La capitalisation boursière des cryptomonnaies baisse de 2 000 milliards de dollars, alimentant la peur des investisseurs

Le marché des cryptomonnaies subit une forte pression, avec une chute significative de sa capitalisation. Les liquidations massives et le faible niveau de confiance des investisseurs aggravent la situation. Les analystes prédisent une volatilité accrue à court terme.

La capitalisation boursière totale des cryptomonnaies a chuté

La capitalisation boursière totale des cryptomonnaies est passée d’environ 4,38 trillions de dollars à près de 2,2 trillions de dollars, marquant un déclin alarmant. Selon les données fournies par CoinGecko, ce chiffre représente une baisse brutale d'environ 2 000 milliards de dollars depuis son pic en octobre 2025. Au moment où cet article est rédigé, le Bitcoin (BTC) s'échangeait autour de 65 000 dollars, après avoir brièvement chuté à environ 60 000 dollars le 5 février 2026. Cela représente une diminution d'environ 50 % par rapport au sommet atteint en octobre 2025, qui était de 126 080 dollars. Les liquidations massives et la réduction du risque sur les marchés financiers ont été des facteurs déterminants dans cette chute. Ce contexte a également contribué à un effondrement généralisé de la confiance parmi les traders.

L'indice Crypto Fear & Greed indique un niveau extrême de peur

L'indice Crypto Fear & Greed, compilé par Alternative, a enregistré une chute dramatique ces derniers jours pour atteindre un score inquiétant de **9**, sa valeur la plus basse depuis juin 2022. Cet indice mesure divers facteurs tels que la volatilité et le sentiment général du marché. Un score aussi bas signale une peur profonde parmi les investisseurs. Des moments comme celui-ci sont souvent liés aux ventes importantes sur les marchés à effet levier. Lorsque les prix connaissent une forte baisse rapide, cela entraîne souvent des appels marginaux qui contraignent les traders à liquider leurs positions rapidement, exacerbant ainsi davantage la situation déjà tendue sur le marché.

La vente institutionnelle exacerbe la pression sur le marché

Cette période difficile pour le marché virtuel est considérée comme l'une des plus intenses depuis fin 2022. Des spécialistes évaluent qu'au cours du dernier mois, plus d’un trillion de dollars en valeur cryptographique aurait été effacé. Jamie Coutts, analyste crypto chez Real Vision, a noté via X : « Les signes de capitulation sont croissants ». Il a observé que l'indice de volatilité implicite du Bitcoin avait atteint un niveau préoccupant à 88,55, se rapprochant du pic observé lors du krach FTX. Parallèlement, Coinbase a enregistré un volume quotidien impressionnant avec plus de 3,34 milliards de dollars, l'un des plus élevés jamais enregistrés.
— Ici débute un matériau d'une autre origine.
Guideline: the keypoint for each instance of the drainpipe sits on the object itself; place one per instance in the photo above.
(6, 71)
Coutts ajoute également que l'indice RSI (Relative Strength Index) quotidien du Bitcoin est tombé à seulement 15,64, bien en dessous des niveaux observés lors du crash boursier début mars 2020. Avec ces indicateurs alarmants et l'écart Coinbase Premium devenant négatif selon Darkfost, contributeur chez CryptoQuant, cela suggère que Bitcoin se vend actuellement moins cher sur Coinbase qu’ailleurs. Cette tendance indique un manque important d'intérêt institutionnel dans ce climat économique alarmant.

Un environnement financier complexe impacte sévèrement le secteur

Le contexte financier global joue également un rôle majeur dans cette dynamique baissière pour les actifs numériques. Le resserrement monétaire et l'évolution possible des taux d'intérêt ont entraîné une aversion accrue au risque pour certains investissements notamment ceux considérés comme volatils tels que les actions technologiques ou encore les matières premières. Les traders semblent hésiter face aux fluctuations imprévues provoquées par chaque information ou changement mineur concernant la conjoncture économique mondiale et ses implications potentielles pour leur portefeuille crypto. Dans ce cadre incertain marqué par une extreme peur parmi les investisseurs pourrait cependant coïncider avec des opportunités futures si ces tendances pessimistes venaient éventuellement à se stabiliser ou inverser leur trajectoire dans le temps.